New counselors hired to alleviate high demand

%28From+left%29+Lydia+Aguirre-Fuentes+and+Christy+Grant%2C+the+new+Academic+Counselors+for+Santa+Barbara+City+College%2C+Thursday%2C+Sept.+18%2C+on+East+Campus.

Marissa Jimenez

(From left) Lydia Aguirre-Fuentes and Christy Grant, two of our new Academic Counselors at City College, Thursday, Sept. 18, on East Campus.

DANIELA JETTE, Features Editor

It’s unbelievably frustrating to rush to the counseling office at 8 a.m. and stand in line for about twenty minutes, only to find out that the academic counseling appointments are full for the day or don’t coincide with your schedule.

The counselor to student ratio here at City College has been an ongoing issue. Regardless of the time of the year, students struggle to find the help that they need to get on the right track to success.

In order to alleviate the high demand, this semester City College has not only incorporated new programs, but also hired two new full-time academic counselors, Christine Grant and Lydia Aguirre-Fuentes.

“One of the biggest mistakes students make is not coming in to see a counselor right away,” said academic counselor Christine Grant. “Once they do, they find out they haven’t been efficient with their time…that’s one of the mistakes I made when I was in college.”

Grant confessed that during her college years, she changed her major four times before committing to psychology. She earned her BA at UCLA and her Master’s from Antioch University in Santa Barbara.

Academic counseling not only requires advisers to provide educational tools, but also the personal support. Grant makes a point to incorporate her own experiences in order to help guide students in the right direction.

Grant has been a part-time academic counselor at City College for 8 years and worked under temporary contract last year. She’s now officially a full-time counselor. She predominantly works with students in the engineering and computer science programs, veterans and reaches out to those students who are at-risk of not passing a class.

“It is important to get the students the information they need,” said Grant, “then they can make conscious, educated choices.”

Her fellow counselor Lydia Aguirre-Fuentes is also new and is specializing in the engineering and computer science programs. Adding ESL, cosmetology, vocational technical and basic skills to her rap sheet, Aguirre-Fuentes has a full schedule and open arms. She’s additionally on the Student Access Success and Equity Committee, a new program that aims to address student equity on campus.

A Santa Barbara native, Aguirre-Fuentes started as a student worker in the transfer center at City College. It was there that she fell in love with helping guide students into careers.
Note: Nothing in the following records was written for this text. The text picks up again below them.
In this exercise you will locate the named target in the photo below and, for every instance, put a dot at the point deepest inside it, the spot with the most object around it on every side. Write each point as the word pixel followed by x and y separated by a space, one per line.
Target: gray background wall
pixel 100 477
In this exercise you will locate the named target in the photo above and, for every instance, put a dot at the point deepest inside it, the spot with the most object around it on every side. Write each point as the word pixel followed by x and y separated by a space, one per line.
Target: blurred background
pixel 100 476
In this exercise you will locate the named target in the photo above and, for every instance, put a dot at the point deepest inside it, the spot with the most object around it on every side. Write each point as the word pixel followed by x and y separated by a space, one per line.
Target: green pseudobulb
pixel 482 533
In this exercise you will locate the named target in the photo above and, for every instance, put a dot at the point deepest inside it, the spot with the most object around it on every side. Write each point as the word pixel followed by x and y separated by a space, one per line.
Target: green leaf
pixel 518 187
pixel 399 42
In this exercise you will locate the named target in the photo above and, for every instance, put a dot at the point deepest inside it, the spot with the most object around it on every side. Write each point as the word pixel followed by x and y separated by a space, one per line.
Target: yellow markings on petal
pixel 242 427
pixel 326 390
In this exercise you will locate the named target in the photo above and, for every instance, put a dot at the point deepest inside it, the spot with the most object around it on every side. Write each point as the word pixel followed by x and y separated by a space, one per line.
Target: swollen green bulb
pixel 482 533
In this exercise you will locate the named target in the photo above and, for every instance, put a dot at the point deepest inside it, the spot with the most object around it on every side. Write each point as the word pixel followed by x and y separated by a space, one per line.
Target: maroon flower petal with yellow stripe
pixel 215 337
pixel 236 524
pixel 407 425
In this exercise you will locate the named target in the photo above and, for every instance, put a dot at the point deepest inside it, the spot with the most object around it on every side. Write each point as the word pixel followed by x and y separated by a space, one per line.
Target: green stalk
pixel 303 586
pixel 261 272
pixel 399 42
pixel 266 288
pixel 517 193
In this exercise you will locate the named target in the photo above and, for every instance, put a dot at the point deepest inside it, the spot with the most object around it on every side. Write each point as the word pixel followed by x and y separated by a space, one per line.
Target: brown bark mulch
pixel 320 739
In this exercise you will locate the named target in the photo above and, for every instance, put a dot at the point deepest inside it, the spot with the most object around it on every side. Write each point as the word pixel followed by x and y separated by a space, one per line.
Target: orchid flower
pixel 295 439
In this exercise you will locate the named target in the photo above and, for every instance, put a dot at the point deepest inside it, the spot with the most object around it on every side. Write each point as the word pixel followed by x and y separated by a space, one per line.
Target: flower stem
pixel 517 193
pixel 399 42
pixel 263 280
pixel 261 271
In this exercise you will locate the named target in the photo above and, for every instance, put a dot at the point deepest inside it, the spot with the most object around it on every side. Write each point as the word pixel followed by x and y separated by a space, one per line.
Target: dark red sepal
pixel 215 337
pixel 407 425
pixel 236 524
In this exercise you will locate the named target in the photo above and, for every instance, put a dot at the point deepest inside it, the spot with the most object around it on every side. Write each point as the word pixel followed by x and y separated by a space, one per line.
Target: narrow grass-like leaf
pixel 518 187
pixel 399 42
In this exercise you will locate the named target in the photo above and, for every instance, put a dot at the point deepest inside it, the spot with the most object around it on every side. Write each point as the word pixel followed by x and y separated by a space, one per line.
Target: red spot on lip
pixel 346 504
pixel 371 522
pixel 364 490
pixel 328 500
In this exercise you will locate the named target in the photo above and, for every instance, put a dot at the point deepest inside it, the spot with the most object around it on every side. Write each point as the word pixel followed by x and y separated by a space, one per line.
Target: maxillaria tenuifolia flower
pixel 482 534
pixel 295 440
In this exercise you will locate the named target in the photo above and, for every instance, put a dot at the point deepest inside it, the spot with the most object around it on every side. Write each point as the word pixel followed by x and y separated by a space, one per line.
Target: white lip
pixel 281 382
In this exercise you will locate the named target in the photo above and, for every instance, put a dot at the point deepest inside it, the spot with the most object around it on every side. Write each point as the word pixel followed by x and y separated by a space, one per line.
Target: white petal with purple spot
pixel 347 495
She attended City College for three years. Following that she went to Cal State Northridge for two years, located on the Channel Island’s branch campus. After that she attended Cal Lutheran for another three years. During her studies, she continued to work at City College.

“I want to teach my students to have hope and optimism as well as the student success tools and strategies that are going to help them achieve their goals,” explained Aguirre-Fuentes.
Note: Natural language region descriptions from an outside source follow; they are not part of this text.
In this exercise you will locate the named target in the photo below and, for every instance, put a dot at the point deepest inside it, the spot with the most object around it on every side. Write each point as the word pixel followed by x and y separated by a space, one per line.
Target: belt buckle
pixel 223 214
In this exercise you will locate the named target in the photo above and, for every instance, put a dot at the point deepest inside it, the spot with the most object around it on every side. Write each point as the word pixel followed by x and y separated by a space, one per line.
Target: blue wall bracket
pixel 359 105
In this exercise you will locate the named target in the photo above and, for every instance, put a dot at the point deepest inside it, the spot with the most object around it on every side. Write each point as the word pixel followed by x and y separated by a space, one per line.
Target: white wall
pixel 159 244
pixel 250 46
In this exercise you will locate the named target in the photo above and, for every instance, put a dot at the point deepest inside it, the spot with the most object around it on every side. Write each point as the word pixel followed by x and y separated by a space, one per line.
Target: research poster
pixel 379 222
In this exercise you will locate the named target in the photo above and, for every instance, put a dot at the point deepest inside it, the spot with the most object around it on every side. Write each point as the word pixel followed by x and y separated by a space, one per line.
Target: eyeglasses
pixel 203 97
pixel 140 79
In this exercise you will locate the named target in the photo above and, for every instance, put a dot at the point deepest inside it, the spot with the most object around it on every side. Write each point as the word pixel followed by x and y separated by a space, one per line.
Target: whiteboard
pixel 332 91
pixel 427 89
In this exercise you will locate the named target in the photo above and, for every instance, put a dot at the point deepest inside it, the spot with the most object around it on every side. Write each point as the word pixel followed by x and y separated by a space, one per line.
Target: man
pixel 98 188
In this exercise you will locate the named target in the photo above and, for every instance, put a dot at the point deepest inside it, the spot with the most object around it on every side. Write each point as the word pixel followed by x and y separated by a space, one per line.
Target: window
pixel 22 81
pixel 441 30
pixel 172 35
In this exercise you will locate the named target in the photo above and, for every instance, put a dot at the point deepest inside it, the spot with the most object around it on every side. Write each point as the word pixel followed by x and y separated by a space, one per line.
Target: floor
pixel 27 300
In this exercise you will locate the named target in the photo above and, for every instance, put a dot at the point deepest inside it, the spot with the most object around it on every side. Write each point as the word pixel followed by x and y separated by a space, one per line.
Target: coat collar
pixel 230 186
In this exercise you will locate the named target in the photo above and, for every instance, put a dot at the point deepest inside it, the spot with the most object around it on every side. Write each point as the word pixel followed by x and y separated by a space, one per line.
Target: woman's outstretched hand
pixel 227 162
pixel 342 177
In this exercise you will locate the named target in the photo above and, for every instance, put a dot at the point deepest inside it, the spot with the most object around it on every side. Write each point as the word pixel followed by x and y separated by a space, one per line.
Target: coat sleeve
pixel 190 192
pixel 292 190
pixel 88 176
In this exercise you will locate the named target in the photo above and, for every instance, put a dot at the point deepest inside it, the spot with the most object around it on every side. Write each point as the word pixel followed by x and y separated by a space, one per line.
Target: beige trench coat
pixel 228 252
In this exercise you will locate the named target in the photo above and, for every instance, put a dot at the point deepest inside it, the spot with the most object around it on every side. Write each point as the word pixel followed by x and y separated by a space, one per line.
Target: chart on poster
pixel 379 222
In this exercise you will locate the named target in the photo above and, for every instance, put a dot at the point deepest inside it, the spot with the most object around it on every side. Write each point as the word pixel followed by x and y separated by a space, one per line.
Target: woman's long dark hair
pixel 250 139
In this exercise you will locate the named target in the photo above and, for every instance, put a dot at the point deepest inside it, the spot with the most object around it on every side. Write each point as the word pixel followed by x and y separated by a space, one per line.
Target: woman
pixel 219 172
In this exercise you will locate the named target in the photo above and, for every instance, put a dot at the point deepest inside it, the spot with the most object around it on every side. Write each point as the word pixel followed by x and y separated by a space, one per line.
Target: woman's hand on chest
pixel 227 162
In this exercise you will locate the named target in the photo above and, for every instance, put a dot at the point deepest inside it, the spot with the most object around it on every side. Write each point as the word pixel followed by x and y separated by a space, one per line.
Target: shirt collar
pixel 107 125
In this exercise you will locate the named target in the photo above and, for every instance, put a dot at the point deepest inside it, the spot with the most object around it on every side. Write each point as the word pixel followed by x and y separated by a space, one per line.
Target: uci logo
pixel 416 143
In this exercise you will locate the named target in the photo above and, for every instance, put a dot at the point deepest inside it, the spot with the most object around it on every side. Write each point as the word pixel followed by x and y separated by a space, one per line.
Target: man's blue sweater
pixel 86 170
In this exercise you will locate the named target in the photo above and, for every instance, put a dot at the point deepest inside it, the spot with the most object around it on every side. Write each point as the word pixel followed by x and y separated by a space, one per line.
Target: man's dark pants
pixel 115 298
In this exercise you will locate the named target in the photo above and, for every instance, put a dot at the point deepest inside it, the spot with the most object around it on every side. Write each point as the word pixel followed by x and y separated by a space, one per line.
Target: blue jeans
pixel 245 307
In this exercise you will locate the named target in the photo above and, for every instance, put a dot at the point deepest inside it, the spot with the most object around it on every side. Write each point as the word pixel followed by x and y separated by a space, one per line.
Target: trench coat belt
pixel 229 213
In order to get students more involved with academic counseling, a group of counselors will be attending English classes and giving presentations on helpful information.

Another new step towards improvement is iPath, a General Education learning community where students support each other in the same four classes and one more of their choice.

“I haven’t gone in to see a counselor yet because it’s so much work to get an appointment,” said Charlie Villa-Lobos, a second-year, undeclared City College student, “I’m glad that our school sees the issue and is bringing in more full-time counselors to help.”

Joining Aguirre-Fuentes and Grant on the full-time advisers team are counselor Eric Flores and EOPS counselor Elias Villanueva.

In spite of the limited resources at their disposal, Aguirre-Fuentes had only positive things to say about the upgraded counseling team.

“We’re trying to be creative and think outside of the box so we can reach out to students as much as possible,” said Aguirre-Fuentes.